Riley got turned on watching him move. She touched her face and felt her warm skin.
“How do you like your coffee?” he asked.
She brought her hand down quickly. “Uh, could I have a latte?”
He laughed. “You’re going to make me work hard, huh?” There was his real smile, a little boyish for someone so tough.
Riley’s reply came out softer than she intended. “If you don’t mind.”
“Why not? I’m still here, right?” He touched a switch, and the interior brightened. “That’s a helluva lot better. Now I can see you.” He gave her a wink so bold she didn’t know how to react.
His strong fingers put effort into making her drink, and the muscles of his caramel arms bunched together when he ejected the foam into a large coffee cup. The way he worked was almost sexual.
It was generous of him to give her a big-sized drink, considering she wasn’t paying. He showed her the rose design he’d made in the foam, and she smiled.
“You’re talented,” she said.
He shrugged off the compliment. “That was nothing. I can make lots of things on the drinks.” He secured a lid on the cup and passed it across the counter to her. There were small tattoos of white skulls, yellow crowns, and black hearts bleeding bright red droplets on his tan hands, all spreading across his knuckles. She quickly looked away. They sort of looked like the gang-symbol tattoos Riley had seen on a TV show. Did he have the colorful, scary tattoos anywhere else? Riley decided she’d take the latte and then scram before she found out whether he was a genuine gangster. That would be too close to home for her liking.
Yet he tempted her.
His faded silver medallion on a similar-colored chain glinted under the café lights as she held her warm latte cup, and they watched each other in silence. She didn’t know his name, but she wondered what those big, muscular hands would feel like on her body. His tough-guy hands on her naked skin. Riley’s thighs and then her pussy tingled, and she imagined his hands moving across her skin.
He wasn’t wearing a name tag. All the other employees at the coffee shop wore them. She was ashamed she had been too preoccupied with herself to remember any of their names. She’d always been polite to the people who worked at the café, but she’d never talked with them the way she was talking with him now. He caught her looking at the spot on his shirt where his name tag should have been.

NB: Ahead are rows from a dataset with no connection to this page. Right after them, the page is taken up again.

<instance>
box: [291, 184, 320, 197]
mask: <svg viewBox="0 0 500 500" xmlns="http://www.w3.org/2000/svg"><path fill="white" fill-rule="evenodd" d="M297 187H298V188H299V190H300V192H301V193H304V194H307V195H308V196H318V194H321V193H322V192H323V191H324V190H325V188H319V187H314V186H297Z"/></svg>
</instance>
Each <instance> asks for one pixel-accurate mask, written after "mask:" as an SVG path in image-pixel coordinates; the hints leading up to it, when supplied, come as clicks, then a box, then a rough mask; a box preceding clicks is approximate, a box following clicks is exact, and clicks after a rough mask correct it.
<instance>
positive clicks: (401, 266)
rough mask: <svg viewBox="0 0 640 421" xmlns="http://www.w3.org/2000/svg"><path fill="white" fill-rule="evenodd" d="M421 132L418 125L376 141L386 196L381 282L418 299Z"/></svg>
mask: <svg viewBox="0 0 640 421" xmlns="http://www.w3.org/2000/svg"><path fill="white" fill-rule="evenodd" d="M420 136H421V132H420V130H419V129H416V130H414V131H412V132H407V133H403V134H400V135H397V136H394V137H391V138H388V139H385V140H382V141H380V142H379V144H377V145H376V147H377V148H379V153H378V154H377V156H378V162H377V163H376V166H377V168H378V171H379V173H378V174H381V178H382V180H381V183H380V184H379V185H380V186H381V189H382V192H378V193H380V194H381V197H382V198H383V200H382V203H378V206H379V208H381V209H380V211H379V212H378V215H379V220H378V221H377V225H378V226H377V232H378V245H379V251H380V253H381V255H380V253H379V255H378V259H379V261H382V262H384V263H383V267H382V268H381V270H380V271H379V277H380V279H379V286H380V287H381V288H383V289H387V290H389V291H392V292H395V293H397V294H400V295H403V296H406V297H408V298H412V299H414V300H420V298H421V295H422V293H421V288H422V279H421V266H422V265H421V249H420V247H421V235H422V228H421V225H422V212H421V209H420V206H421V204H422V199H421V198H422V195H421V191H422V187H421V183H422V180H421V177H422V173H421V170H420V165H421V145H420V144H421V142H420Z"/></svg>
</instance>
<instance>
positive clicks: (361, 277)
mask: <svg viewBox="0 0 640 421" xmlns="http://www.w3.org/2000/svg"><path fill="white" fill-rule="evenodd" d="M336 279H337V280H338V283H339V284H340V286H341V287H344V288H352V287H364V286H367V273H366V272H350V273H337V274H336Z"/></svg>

“Hanzi,” he said. “That’s what I’m called.”
What an unusual name. He reached out to her and clasped her fingers in his large, hot hand, which was actually a little more calloused than she expected.
The name didn’t sound South American. So what was his accent? She introduced herself. Then an idea came to her. “Are you a student here?” Riley balanced the latte in one hand as his hand pumped hers. She couldn’t help feeling that the way he shook her hand seemed sensual. Like he wouldn’t let go unless she begged him. And she sensed he liked when she did that.
His powerful, dark gaze stayed glued on her as she spoke. “Where are you from?”
“I was born in Macedonia.”
Hanzi gave her a tolerant smile. “In Eastern Europe.”
Her own ignorance startled her. “Oh. Interesting. By the way, I can give you a tip.”
“Extra money. You know, like, for your help? It’s the least I can do if you’re giving me a free drink.”
He looked at her like she’d insulted him. “I don’t need your money, little girl.” A slow smile curled up his lips, and Riley tried to hold his stare but couldn’t.
She looked away. Was he going to keep calling a woman he didn’t know a little girl? And here she considered herself some kind of feminist. Then why did she like it so much?